Se habían apartado de los otros. Mauricio interrumpía.

– ¿Qué quieres, tú?

– ¿Eh…? Pues coñac. Oye; y aquí también.,

– No, gracias. Yo estoy con vino.

– ¿No quiere una copita? De verdad.

– Agradecido, pero no. Además, no se crea que me caen muy bien los licores. Pues, dice usted, estos nuevos; ahora lo que pasa es que se fabrica mucho, pero en peor. En bastante peor, ¿eh? Muy bonitos, una línea, el detallito de una guarnición, de una virguería; bien presentado o sea. Pero nada más. De duración… de duración, que es lo que importa al fin y al cabo, de eso nada. Ni pun. Hay que desengañarse. A la postre, no es más que bazofia lo que hoy se fabrica.

– Claro. Pero eso, ¿qué le va usted a hacer? Eso no es más que el criterio de la industria de ahora. Que a las casas les interesa que lo que sale tenga la menos posible duración; que los modelos que sacan a la calle se agoten en equis tiempo, ¿no me comprende? Y así seguir vendiendo cada vez más. Eso se explica fácil.

El Chamarís y los dos carniceros se habían retirado junto a Lucio, dejando a Ocaña con el otro chófer.

– ¿Y el perro? – preguntaba el Chamarís.

– Se salió antes afuera, con la gente menuda. Los chavalines de este señor.

– Si hay niños se pone loco. No atiende a razones.

– Se aburrirá contigo. Mientras que no salga la veda y lo saques de caza otra vez…

Se oían sonar las fichas sobre el mármol. El otro chófer asentía a las palabras de Ocaña; comentaba:

– Hasta que llegue un día en que se compre uno el coche, ¿eh…? Pues nuevecito. Y nada: ponerlo en marcha y a Puerta de Hierro, pongo por caso. Un paseíto corto. Ir y volver y ¡fuera!, a la basura el coche. A la tarde, a la tienda a por otro. Pues bueno, otro caso: nada, que hay que certificar esta carta. Coges tu coche, y a Correos. A la vuelta, lo mismo. Fuera con él. ¡Al cubo! Y así; nada más un servicio y tirarlo. ¿No me comprende? Como una servilleta de papel. Pues lo mismo. Así pasará algún día con los coches, al paso que vamos…

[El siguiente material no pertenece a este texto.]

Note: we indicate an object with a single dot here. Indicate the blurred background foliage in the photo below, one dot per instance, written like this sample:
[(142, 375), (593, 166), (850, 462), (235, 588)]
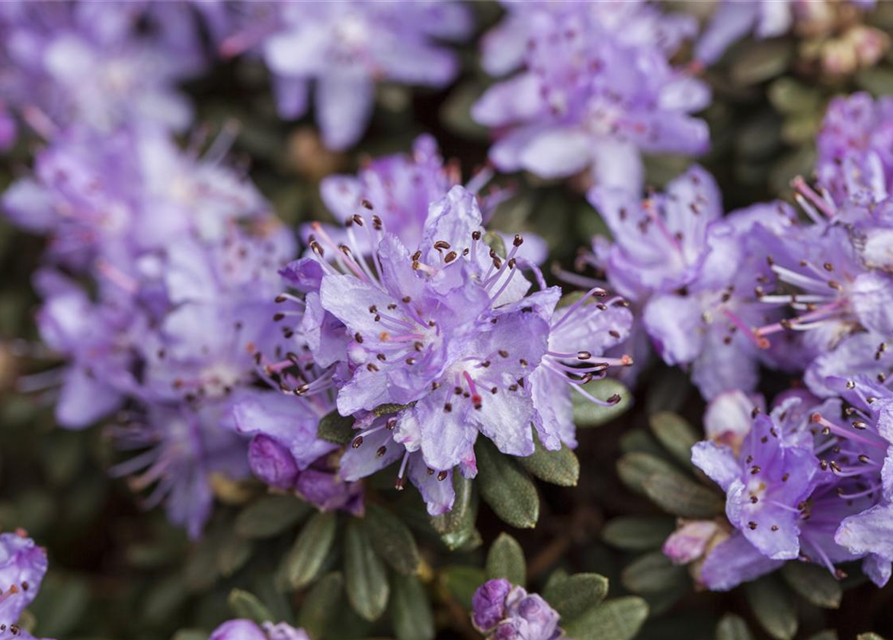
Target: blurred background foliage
[(118, 572)]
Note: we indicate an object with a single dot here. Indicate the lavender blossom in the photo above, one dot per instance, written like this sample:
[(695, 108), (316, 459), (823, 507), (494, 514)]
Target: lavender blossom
[(855, 148), (344, 49), (502, 611), (87, 63), (693, 273), (592, 94), (242, 629)]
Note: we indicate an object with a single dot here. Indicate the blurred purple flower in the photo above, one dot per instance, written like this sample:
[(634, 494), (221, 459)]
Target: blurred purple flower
[(592, 94)]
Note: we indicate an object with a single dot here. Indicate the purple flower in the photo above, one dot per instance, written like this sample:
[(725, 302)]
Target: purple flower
[(505, 612), (242, 629), (88, 63), (592, 94), (22, 567), (855, 148), (345, 49), (695, 275)]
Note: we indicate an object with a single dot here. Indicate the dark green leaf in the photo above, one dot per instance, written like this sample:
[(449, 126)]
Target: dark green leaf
[(653, 572), (410, 609), (506, 560), (675, 434), (555, 467), (364, 574), (322, 603), (732, 627), (456, 527), (462, 581), (814, 583), (505, 487), (575, 595), (336, 428), (392, 539), (773, 607), (589, 414), (682, 497), (634, 468), (246, 605), (306, 557), (618, 619), (270, 516), (638, 533)]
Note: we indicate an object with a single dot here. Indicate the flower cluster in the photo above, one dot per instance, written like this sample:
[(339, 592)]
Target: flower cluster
[(595, 90), (429, 336), (343, 49), (803, 482), (242, 629), (502, 611), (22, 568)]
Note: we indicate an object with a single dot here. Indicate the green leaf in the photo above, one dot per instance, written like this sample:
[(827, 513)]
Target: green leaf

– Sí, sí, no me extrañaría. Desde luego. Pues en cambio este mío, sonando todo él como una tartana, que ya no hay forma de tenerlo callado, de holgura que tiene, ahí está, sin embargo. Y que no es un kilómetro ni dos, los que se lleva corridos.

Ahora el alguacil puso una ficha y miraba sonriendo a los otros, que fueron pasando sucesivamente. La mano volvió a él.

– ¡Míralo qué gracioso! – protestó don Marcial -. Cachondeíto… Si la tienes la pones y no nos hagas dudar y perder el tiempo.

Coca-Coña se divertía:

– Nada, Carmelo. ¡Así! ¡Que rabien!

– Poco noble – decía Schneider -. No burla del adversario. Cosa fea. Muy feo este broma en el juego. No vuelve a hacerlo más.